Você finalizou dois curtas (Como As Coisas Funcionam e A Vida É Curta, este último já exibido na mostra Expectativa 2008 da Fundaj), está trabalhando em três longas e escrevendo um livro. E ainda dá aulas de roteiro cinematográfico e presta consultoria em criação de peças audiovisuais. Você é um workaholic. Como consegue dar conta de tudo?


Workaholic, eu? Imagina! Mas, bom, muitos me perguntam como eu consigo dar conta de tudo, e eu nunca consigo responder de forma convincente, até porque uma das “técnicas” que utilizo é não pensar muito a respeito. Vou fazendo o que aparece, tentando focar no que realmente me interessa. Ajuda também o fato de dormir pouco, mas acho que tem a ver com uma certa dispersão natural mesmo, e de não abrir mão de paixões e desejos, como a música, literatura e a vida acadêmica. Enfim, melhor parar de falar sobre isto antes que eu comece a ficar cansado…

O que você acha da novíssima geração de cineastas pernambucanos que vem despontando nos festivais, como Leo Lacca, Marcelo Lordello, Leo Sette, Gabriel Mascaro e Daniel Bandeira? É uma movimentação sazonal (mais um ciclo do Recife, fadado a morrer) ou tende a prosperar com os incentivos estaduais e de editais de fomento ao cinema pernambucano? Você enxerga algum denominador comum estético neste novo grupo?


Gosto muito dos meninos todos, tanto deles como pessoas quanto como realizadores. O que me faz acreditar que não se trata de um ciclo fadado a morrer é que esse pessoal tem referência cinéfila e sabe conduzir as coisas seriamente, ajudando a construir um cinema assim dito “vigoroso”, que é este cinema pernambucano contemporâneo. Se os editais e atitudes políticas imediatas conseguirem ir dando conta de todo este potencial natural deste cenário inquieto, muito mais pode ser feito, bastando ver o que essa geração tem produzido.

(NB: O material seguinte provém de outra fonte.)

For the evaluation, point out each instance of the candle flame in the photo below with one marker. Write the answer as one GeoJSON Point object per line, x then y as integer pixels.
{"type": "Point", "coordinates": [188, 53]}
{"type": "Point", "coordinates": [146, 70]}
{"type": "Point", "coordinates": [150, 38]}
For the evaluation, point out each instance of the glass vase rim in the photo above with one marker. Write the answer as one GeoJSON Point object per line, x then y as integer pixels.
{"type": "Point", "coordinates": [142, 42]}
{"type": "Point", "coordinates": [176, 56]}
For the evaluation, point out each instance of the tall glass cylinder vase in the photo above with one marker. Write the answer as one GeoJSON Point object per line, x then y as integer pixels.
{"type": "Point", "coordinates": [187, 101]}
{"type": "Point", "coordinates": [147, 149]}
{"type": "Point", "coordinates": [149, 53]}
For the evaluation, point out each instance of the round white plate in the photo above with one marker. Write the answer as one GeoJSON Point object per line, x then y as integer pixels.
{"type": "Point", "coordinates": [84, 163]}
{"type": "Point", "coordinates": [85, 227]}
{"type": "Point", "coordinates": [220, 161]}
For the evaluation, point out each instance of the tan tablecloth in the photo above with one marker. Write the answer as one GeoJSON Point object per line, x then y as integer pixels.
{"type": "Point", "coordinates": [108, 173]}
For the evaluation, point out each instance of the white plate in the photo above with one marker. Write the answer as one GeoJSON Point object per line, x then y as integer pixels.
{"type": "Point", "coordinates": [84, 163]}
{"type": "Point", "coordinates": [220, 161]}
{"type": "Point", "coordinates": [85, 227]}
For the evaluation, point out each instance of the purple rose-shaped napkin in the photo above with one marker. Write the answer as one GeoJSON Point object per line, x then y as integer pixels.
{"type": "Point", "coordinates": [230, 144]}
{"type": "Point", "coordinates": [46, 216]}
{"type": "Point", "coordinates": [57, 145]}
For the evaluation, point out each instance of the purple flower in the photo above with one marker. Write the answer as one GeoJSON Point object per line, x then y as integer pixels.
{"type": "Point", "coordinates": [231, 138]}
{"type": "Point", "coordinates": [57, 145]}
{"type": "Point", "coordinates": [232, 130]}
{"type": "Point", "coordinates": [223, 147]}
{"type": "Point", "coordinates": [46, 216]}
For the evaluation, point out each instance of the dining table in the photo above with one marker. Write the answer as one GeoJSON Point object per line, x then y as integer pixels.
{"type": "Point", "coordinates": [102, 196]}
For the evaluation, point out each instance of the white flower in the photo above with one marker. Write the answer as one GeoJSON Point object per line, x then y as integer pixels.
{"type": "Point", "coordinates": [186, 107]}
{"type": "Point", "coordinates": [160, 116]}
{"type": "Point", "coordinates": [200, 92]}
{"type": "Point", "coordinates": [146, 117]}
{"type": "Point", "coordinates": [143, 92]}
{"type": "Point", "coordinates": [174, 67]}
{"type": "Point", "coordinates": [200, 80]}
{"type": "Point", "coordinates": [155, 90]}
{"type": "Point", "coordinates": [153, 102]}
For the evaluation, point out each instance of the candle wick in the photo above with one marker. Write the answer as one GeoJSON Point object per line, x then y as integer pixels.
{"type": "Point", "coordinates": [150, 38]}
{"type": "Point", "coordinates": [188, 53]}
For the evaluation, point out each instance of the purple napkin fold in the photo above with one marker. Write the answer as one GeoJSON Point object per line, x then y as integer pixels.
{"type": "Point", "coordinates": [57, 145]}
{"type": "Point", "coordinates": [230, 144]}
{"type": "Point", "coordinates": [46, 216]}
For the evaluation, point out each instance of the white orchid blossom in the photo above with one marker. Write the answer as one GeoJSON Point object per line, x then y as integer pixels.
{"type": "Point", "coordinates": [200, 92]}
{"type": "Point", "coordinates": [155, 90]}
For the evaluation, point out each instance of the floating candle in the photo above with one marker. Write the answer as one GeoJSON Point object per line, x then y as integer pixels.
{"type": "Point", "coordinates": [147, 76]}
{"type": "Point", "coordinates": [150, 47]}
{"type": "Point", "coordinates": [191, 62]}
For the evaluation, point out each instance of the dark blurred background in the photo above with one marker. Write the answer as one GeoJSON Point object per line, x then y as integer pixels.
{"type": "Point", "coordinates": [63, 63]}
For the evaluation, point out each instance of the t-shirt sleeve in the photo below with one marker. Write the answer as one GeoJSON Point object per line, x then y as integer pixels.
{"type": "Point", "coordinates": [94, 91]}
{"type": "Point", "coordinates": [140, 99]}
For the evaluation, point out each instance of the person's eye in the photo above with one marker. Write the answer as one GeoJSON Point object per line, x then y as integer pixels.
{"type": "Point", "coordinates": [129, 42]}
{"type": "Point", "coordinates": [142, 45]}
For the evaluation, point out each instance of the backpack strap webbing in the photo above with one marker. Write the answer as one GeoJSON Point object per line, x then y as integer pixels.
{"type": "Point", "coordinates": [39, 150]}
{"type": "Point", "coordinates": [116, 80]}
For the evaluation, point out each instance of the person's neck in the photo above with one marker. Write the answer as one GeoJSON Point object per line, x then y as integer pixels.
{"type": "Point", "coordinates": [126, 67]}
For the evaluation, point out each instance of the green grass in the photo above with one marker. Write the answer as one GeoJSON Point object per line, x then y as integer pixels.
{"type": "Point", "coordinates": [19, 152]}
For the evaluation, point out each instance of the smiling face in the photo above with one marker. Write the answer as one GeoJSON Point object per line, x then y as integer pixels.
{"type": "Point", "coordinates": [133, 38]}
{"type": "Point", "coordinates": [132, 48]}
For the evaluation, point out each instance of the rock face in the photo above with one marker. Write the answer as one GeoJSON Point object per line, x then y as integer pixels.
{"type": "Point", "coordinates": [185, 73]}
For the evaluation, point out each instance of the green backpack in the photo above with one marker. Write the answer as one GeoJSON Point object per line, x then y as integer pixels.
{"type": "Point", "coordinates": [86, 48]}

De denominador comum, o que eu enxergo é um pouco o que sempre enxerguei por aqui: diversidade e profundidade.

Você cria roteiros para jogos eletrônicos. É um hobby ou pretende levar a sério?


Acho que nunca tive um “hobby” por muito tempo – termino sempre levando uma atividade constante a sério, enfim. Bem, isso faz parte do meu projeto de mestrado, que estou concluindo até maio, espero. E o que me interessa em jogos eletrônicos é a complexidade narrativa que eles podem trazer. Sim, pretendo levar isto também a sério.

O longa já está programado para passar em outros festivais? O que pretende fazer depois do Cine PE?


Ainda é cedo para dizer. Estamos trabalhando na estratégia de lançamento internacional do filme e vamos chegar numa decisão logo, logo. Mas a idéia é circular ao máximo, dando o máximo de visibilidade ao filme e, conseqüentemente, à cidade.